Lascito Saturnini, ingressi murati

Atti vandalici e rifiuti abbandonati nell’edificio diventato ricovero per senzatetto
AVEZZANO. Porte e finestre da murare per evitare le occupazione abusive negli edifici dell’area conosciuta come “lascito Saturnini”, un terreno di oltre 12 ettari che nel 1970 l’allora notaio avezzanese Geremia Saturnini decise di donare al Comune, in uno slancio di generosità, per realizzare un istituto agrario. Il bene donato si trova lungo via Pertini nelle vicinanze del nuovo polo scolastico. Il Comune ha disposto la chiusura degli accessi per impedire gli ingressi di persone non autorizzate, che, negli anni, hanno trasformato i locali in dormitori e ricoveri di fortuna. Il compito di murare porte e finestre è stato affidato a un’impresa edile. L’immobile sarà oggetto anche di un intervento di bonifica dei rifiuti abbandonati da parte di un’impresa locale, la Dmf Costruzioni, per un impegno complessivo di 7.320 euro. I provvedimenti adottati dall’amministrazione comunale si sono resi necessari all’esito di un sopralluogo congiunto effettuato dal personale dell’ufficio tecnico comunale e dagli agenti della polizia locale dove sono stati riscontrati tracce evidenti delle occupazioni abusive, giacigli di fortuna e resti di cibo, e diversi danneggiamenti come scritte sui muri e finestre sfondati. A breve tutti gli accessi saranno murati con blocchi di calcestruzzo, mentre la folta vegetazione e i rifiuti abbandonati all’interno e all’esterno del fabbricato saranno bonificati.
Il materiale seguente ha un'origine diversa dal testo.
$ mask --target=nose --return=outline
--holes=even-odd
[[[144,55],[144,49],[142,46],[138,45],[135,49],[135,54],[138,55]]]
«L’operazione di pulizia e chiusura di tutti gli accessi, in attesa di intercettare finanziamenti per il recupero della struttura», afferma l’assessore ai lavori pubblici, Emilio Cipollone, «è finalizzata sia a impedire gli ingressi abusivi dei senza fissa che a ridare tranquillità ai residenti». L’amministrazione spera di poter realizzarvi l’istituto agrario con i fondi del Pnrr. (f.d.m.)